七点就在床上醒了,街上市井的声音从窗缝里传来。我探头透过窗帘的空隙向街道张望,人们开始忙碌了,早晨是属于劳苦大众的。另一张床上堆满了我的大包里排泄出的东西,看了让人头疼。我闭上眼睛,象每一个迷糊又清醒的清晨,我又开始怀疑自己。
干净清香的被窝让我觉得这一次的苏醒和在上海自己床上的醒来并无不同。难道我一路颠簸来到这空气稀薄的拉萨就为了在这样一个早晨流连在被窝里吗?我想不明白。每当问题的矛头指向自己,我就成了一个彻底的白痴。
是本能让我来到这里吗?是本能让我不由自主的为了蓝天,为了雪山,为了无上的信仰来到这里吗?我怀疑,我承认这些让我心醉,但是为何我在这个早晨象每个在上海的早晨一样,浑身僵硬,懒得动弹。朝阳、宫殿就在不远的地方等着我,但我宁愿赖在几个平方的屋子里,一动不动。
如果这不是本能,那这次远征就是一个笑话。为了逃离?为了炫耀?或者只是无聊。在办公室明亮的灯光下回想那一路的颠簸,竟有些哭笑不得。我想是有什么东西把我拖到了那条路的起点,狠狠的在我的屁股上踢了一脚,骂道:你小子给我滚的越远越好。然后,我就捂着火辣辣的屁股赶起路来。
当然,回来后的故事就随便我诌了。一个人的西藏成了我的另一张名片,名片上写着,某男,不怕死,不怕脏,不是普通人。我随意派发,得意洋洋。其实,什么的什么呀,我是被赶到那里去的。日常的孤单,我并不害怕,两三瓶啤酒,四五首老歌,就足够抵挡;但是,那节日里的孤单,就象逃出了魔瓶的妖怪,没法招架了,我想就是这失了控的老妖把我赶到了空旷的高原。在城市,孤单是弱者的标志;而在这少人烟的地方,孤单是生活的一部分;所以我可以即不掩饰我的孤僻,又不暴露我的孱弱。
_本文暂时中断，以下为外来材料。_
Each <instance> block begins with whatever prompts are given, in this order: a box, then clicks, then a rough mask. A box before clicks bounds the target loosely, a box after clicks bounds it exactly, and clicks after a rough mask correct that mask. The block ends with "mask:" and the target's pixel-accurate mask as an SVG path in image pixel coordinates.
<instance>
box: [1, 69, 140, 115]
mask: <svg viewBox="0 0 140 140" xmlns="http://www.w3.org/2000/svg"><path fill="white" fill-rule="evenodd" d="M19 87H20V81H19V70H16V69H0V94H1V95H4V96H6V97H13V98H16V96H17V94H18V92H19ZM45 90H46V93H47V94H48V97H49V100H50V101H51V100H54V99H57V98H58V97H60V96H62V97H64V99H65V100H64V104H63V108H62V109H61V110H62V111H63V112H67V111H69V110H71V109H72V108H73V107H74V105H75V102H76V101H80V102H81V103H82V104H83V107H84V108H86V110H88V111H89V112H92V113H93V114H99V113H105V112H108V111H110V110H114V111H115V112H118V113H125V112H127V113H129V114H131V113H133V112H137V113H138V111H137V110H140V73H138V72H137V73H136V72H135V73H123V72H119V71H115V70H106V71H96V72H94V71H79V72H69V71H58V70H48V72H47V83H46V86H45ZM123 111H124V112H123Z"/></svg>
所以,我想拉萨并没有我们这些路人什么事。他只属于那些虔诚,单纯的人;属于稻城的格桑老人,在那个多云的午后,他眯着眼睛望着群山,想念着他的拉萨;属于一路上衣衫褴褛,五体投地的喇嘛,在尘土飞扬的路边,他们懒得掸去身上的灰尘,望着远方想念着他们的拉萨。
而我们呢,喝完星巴客的摩卡,在糜烂的灯光下,想念在拉萨被自己灌下肚子的啤酒和被自己久已遗忘的人们。我伟大的拉萨,我们象一群蛆一样蠕到你的身边,在你的垃圾堆里消灭了些废物后,心满意足的蠕回了原来的生活,可是,我伟大的圣城啊,回来后依然是蛆一样的生活在等着我呀。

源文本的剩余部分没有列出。